Death Begs No.
A palm is put up, that no pity could make it through
“How can you console her knowing death is afraid of you?”
I did not compose these words, yet they are mine
Uttered in a dream, one echoing line
Spoken by Death herself, while she holds a girl’s hand
She looks only twelve, and the child smaller stands
An audience watches, a statement, a show
To a pit at the bottom the children all go
The sand does not sort them by age or by name
They fall, listless, down, to be buried the same
Death never asked us for these bodies, so small
What she asks is a question, overworked and appalled
“I am but a reaper, a guideman, a door
What terrors are you who keep sending me more?”
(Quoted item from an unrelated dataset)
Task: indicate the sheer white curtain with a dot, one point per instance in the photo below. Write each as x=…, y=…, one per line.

So her palm is an army that will not make way for you
“How can you console her knowing Death is afraid of you?”
How can we console her, us watching the news
With our guns in the closet we’ve never had to use?
It was not our bullets that broke through her chest
But we fought for the weapon that laid her to rest
How can you console her, you preachers who pray
When you say that the young must retrieve those astray?
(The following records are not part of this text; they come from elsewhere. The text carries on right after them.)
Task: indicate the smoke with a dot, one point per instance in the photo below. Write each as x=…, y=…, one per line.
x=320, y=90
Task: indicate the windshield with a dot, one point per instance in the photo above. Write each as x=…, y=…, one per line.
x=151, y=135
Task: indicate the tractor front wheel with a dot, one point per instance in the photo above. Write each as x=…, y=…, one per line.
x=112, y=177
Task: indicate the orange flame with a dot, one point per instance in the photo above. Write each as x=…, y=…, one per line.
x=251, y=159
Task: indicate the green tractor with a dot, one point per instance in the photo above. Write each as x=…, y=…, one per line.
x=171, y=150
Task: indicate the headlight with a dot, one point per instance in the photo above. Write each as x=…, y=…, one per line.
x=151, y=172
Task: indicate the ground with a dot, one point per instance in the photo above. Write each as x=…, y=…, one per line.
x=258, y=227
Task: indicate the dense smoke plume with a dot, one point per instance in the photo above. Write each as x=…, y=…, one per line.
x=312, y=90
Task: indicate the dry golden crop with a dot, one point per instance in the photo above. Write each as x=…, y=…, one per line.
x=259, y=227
How can you tell a child, while wishing them well
That their weakness and fear sends their playmates to hell?
Were none of us sacred before we were grown?
Are none of them sacred now, not on their own?
Is innocence meaningless, the perfect white page
That we write on and fight on, turn black as our rage?
Are they pawns? Are they dough? To be molded and used,
Or abused, until like us they grow? Death begs no.